Two Questions about some details of the paper #4

Open Akamight opened 3 years ago

Akamight commented 3 years ago

Hello! I have some minor questions about certain details in the training of the network itself.

  1. How are the results of the paper acquired?

From the paper, its said that: Following [3, 10, 15], we search the DA policies on the reduced datasets and evaluate on the full datasets. Furthermore, we split half of the reduced datasets as training set, and the remaining half as validation set for the data augmentation search. So what is the workflow for the training of a neural network with DADA? Do we search on the dataset using train_search_paper, then transfer the policies and use it for training? If yes, then where is the method used to transfer the searched policies to the training?

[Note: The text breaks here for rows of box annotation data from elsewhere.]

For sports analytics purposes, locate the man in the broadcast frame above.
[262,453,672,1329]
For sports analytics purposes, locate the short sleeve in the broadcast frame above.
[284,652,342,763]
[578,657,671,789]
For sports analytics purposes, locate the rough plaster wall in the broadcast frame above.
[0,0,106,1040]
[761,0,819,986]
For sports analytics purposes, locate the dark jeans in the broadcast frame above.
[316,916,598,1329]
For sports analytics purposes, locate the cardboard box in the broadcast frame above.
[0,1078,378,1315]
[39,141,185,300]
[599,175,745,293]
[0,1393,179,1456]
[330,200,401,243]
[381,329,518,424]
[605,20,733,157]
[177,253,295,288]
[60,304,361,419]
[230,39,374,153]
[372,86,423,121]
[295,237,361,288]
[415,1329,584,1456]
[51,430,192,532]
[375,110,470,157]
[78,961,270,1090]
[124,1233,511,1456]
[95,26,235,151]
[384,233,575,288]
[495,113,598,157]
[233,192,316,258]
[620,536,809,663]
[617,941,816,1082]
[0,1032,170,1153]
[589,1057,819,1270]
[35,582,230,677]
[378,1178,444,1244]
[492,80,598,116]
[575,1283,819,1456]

If no, then how is the validation data used? It seems like you are only using half of the data to train the neural network (train_portion = 0.5).

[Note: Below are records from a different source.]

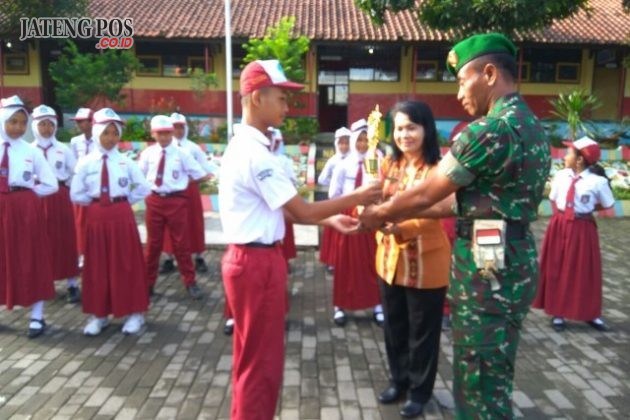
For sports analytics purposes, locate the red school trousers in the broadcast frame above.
[221,245,287,420]
[145,193,195,287]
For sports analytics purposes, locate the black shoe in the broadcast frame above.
[223,322,234,337]
[186,283,203,300]
[160,258,175,274]
[333,309,348,327]
[372,312,385,328]
[27,319,46,338]
[195,257,208,273]
[378,385,405,404]
[551,317,567,332]
[66,286,81,303]
[587,318,610,332]
[400,400,423,418]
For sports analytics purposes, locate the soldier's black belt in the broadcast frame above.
[455,219,529,241]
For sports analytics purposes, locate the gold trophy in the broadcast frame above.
[363,104,383,181]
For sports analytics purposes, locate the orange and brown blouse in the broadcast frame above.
[376,156,451,289]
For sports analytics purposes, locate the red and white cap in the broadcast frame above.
[335,127,352,139]
[562,136,602,165]
[151,115,173,133]
[0,95,25,108]
[171,112,186,124]
[92,108,124,124]
[31,105,57,120]
[240,60,304,96]
[70,108,94,121]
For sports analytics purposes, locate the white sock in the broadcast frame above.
[31,300,44,321]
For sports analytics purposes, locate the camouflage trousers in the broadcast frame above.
[452,305,527,420]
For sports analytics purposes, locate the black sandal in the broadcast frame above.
[27,319,46,338]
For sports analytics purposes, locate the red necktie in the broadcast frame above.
[37,144,52,160]
[354,159,363,189]
[564,175,580,220]
[99,155,111,206]
[155,149,166,187]
[0,141,10,193]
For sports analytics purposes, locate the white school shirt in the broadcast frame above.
[328,152,369,198]
[317,153,347,186]
[0,138,59,197]
[173,137,218,175]
[31,139,77,187]
[70,134,97,161]
[138,141,206,194]
[70,146,151,205]
[219,124,297,244]
[549,168,615,213]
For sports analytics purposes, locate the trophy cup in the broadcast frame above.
[363,104,383,181]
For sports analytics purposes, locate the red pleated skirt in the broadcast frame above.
[82,201,149,317]
[73,204,87,255]
[333,212,381,310]
[42,184,79,280]
[0,190,55,309]
[282,220,297,262]
[532,213,602,321]
[163,181,206,254]
[319,226,339,265]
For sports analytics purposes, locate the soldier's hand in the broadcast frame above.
[325,214,359,235]
[359,205,385,229]
[354,182,383,206]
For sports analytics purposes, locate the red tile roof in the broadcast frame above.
[7,0,630,45]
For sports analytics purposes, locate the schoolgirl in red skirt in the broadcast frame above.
[317,127,352,271]
[330,119,384,326]
[160,112,218,273]
[0,96,59,338]
[31,105,80,303]
[70,108,151,336]
[533,137,615,331]
[70,108,96,260]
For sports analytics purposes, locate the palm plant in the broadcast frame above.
[549,89,602,140]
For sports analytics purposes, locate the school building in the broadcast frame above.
[0,0,630,131]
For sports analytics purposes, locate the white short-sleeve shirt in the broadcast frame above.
[138,143,206,194]
[70,147,151,205]
[31,139,77,187]
[549,168,615,213]
[70,134,96,160]
[219,124,297,244]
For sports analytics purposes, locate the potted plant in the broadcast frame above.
[549,89,602,140]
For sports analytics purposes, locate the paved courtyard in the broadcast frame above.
[0,219,630,420]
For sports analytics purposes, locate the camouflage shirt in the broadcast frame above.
[443,93,550,222]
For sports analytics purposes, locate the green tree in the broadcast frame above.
[0,0,89,35]
[243,16,311,82]
[549,89,602,140]
[49,41,140,109]
[355,0,596,37]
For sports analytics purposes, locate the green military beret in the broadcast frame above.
[446,33,516,76]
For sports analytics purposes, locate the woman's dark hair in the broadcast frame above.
[390,101,440,165]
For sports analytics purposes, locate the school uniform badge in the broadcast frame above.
[256,168,273,181]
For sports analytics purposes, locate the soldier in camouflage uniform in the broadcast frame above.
[361,34,550,419]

  1. Is any other sub policy depth/sub policy count considered for search?
  2. Why is ColorJitter used in conjunction with the DADA Policy? the subpolicies seem to be able to include it anyways.
latstars commented 3 years ago

The workflow:

  1. make a sub-set based on the origin training dataset
  2. split the above sub-set into a training set and a validation set in our search stage
  3. search the data augmentation policy using code search_relax/train_search_paper.py
  4. save the DA policy found by the above step to fast-autoaugment/FastAutoAugment/genotype.py
  5. train the new models using the origin training dataset with 'python FastAutoAugment/train.py'
  6. get the performance on the origin validation set after the above training step is over

Is any other sub policy depth/sub policy count considered for search: To keep fair comparision with other methods, we try only the setting where sub-policy with only two image operations. More image operations indeed means more sub-policies count. And the dimension of data augmentation parameters will also be bigger, which requires more epochs to search.

Why is ColorJitter used in conjunction with the DADA Policy: ColorJitter is only used in ImageNet dataset, which is the standend setting when training ResNet-50. Furthermore, DADA policy only contains the color operation, not the ColorJitter. ColorJitter is a random color operation, while the color opeartion has fixed magnitude and certain probability to be selected and be applied.